A Dark and Stormy Night
Imagine it’s late Saturday night and your cell phone is ringing. You answer the call. It’s your boss and she’s very upset that the website is not working. Do you know what you are going to do? How are you going to respond, quickly?
Without question, one day you are going to have a problem with your website. You need to be as prepared as possible for that day. A little bit of time spent in preparation can make all the difference between a 15-minute outage and a 6-hour (or worse) outage.
This series of articles will help to prepare you for that day. We are Support Engineers here at Acquia. We spend every day assisting clients with websites in crisis. We would like to share what we have learned.
- Before anything goes wrong, determine who you will call for help?
- Do you have developers you can contact during off-hours?
- Are any of your co-workers available to call?
- Do you have third-party consultants?
- Do you have everyone’s phone numbers and/or email addresses available for you to use quickly?
- Do you know how to file a support ticket?
- You don’t want to lose precious time, looking for phone numbers, emails or websites.
Account Names, Passwords, SSH Keys, Oh My!
- Could you, right now, open a terminal application and SSH into your server without having to look things up?
- How quickly can you get that information? (At 1:30 a.m., you don’t want to waste 30 minutes looking for your credentials, uploading SSH keys, or setting up software.)
- Do you know, and have access to, your account logins?
- Website logins?
- Hosting company account logins?
- Are you using a CDN (content delivery network)? Can you log into that account?
- Do you know who manages your DNS? Can you log into that console to manage your domains?
- Do you have access to the e-mail account that is used for all your site's e-mail? If you are processing payments on your site, do you have login information to the payment provider?
- Are you using version control? Is this installed? Can you connect and pull down your repository?
- If you are using FTP/SFTP software, is this setup and ready to go?
Do You Have a Basic Understanding of your Stack?
If your business depends on this website, then you are responsible for the site. It does not matter who you are, even if you are just a manager, or if you've hired other people to handle the website.
You should have an overall basic understanding of the "flow" of transactions. If your not "technical", this basic understanding will help you figure out who can help.
Take a look at the diagram below.
There are different types and levels of Web hosting available today. You could be on a very simple plan where everything is on one box (left), or you could have very complex hosting with a database server separated from several Web servers (right). Those servers could be sitting behind a load balancer and Varnish. You could also be using a CDN (content delivery network).
It makes a difference!
A more complex site has more points of failure. Having an understanding of your Web stack, and the flow of requests, will make it easier to troubleshoot.
We will discuss this in more detail in a later column.

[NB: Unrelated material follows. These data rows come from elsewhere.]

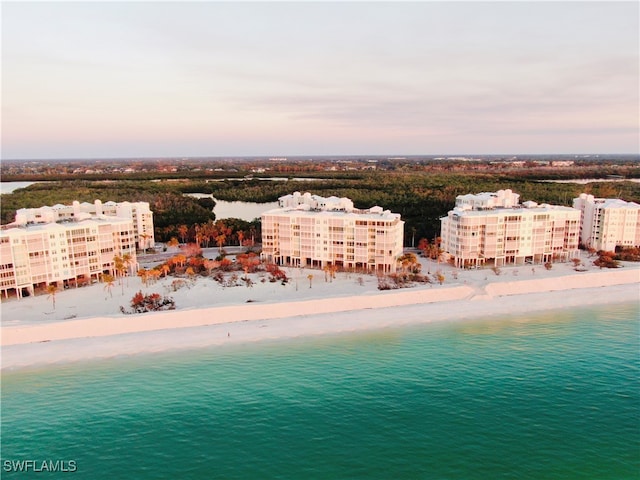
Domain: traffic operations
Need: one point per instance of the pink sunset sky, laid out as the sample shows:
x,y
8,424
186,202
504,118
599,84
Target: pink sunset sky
x,y
124,79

Do We Even Need to Say This? Backups…
- Do you have backups of all the things?
- Do you know where your backups are located -- your database, code and files?
- Are you aware of the procedure on how to restore any backups in the event of an emergency?
- Do you follow recommended best practices on backing up your database before code changes, such enabling a module, making any configuration changes, etc?
- Remember to always backup, backup, and then backup again!
Summary
If it isn't obvious enough, most of what we've mentioned here isn't technical at all. These items are more clerical in nature and tend to be ignored because, honestly, they just aren't fun. They are time consuming and borderline boring. But the importance of these tasks outweigh all the reasons why you might put them off.